Her first thought was that he must have walked into something of a sexual nature, but then, when he began to step carefully down himself, keeping close to the wall, away from the rail, she saw the blood on the hand that had touched it.

There was a bulge like a knuckle in the Mayor’s forehead, and it was pulsing.

‘Some things a woman shouldn’t see,’ he said.

45

Marion

‘LOOK, SIÂN,’ SALTASH said. ‘Martin’s here.’

They were in a high but roofless space, some one-time great hall, with the remains of huge fireplaces, one above the other, time-blurred stone heads projecting from the walls along with the weeds. The sergeant, Steve Britton was there, too, as Siân Callaghan-Clarke’s pewter-eyed gaze flicked across to Lol and then back to Saltash, where she must have caught a warning look.
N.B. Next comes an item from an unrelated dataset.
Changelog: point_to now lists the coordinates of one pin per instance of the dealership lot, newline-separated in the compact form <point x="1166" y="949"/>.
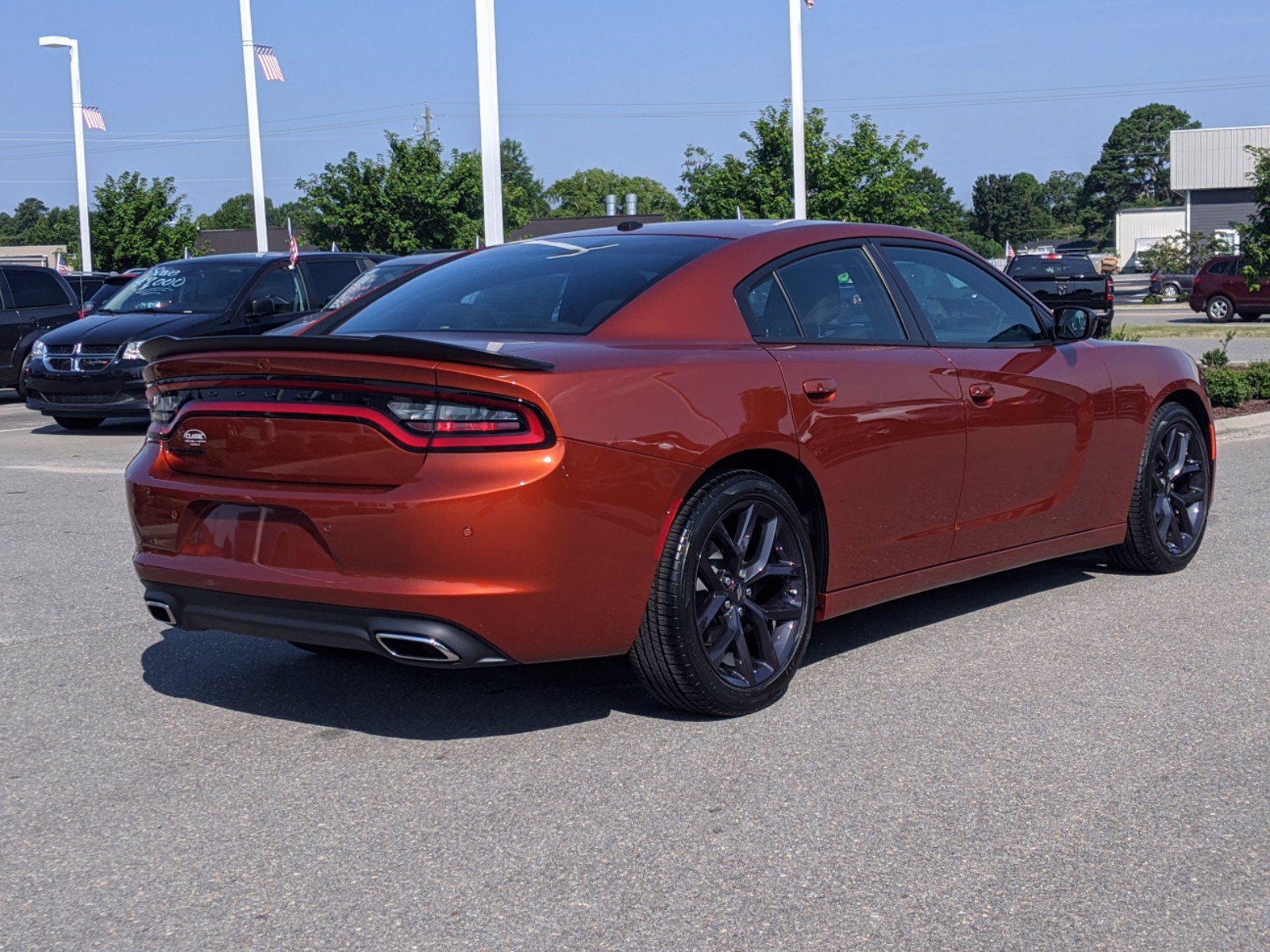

‘Hello, Martin,’ she said, finally.

A woman with presence and authority, Lol thought, but not comfortable here, in her dark grey business suit over the clerical shirt and collar. Not at home in ruins.

‘Look.’ Saltash jangled keys or something in a trouser pocket. ‘I’m afraid I shall have to leave you for a short while. I need to make some phone calls.’

This time Siân didn’t need a signal; she followed him out. Saltash’s calls would be to Lord Shipston, the Fynehams, his friend the Dean. Plans to make, defences to erect. Only the jittery keys expressing nerves.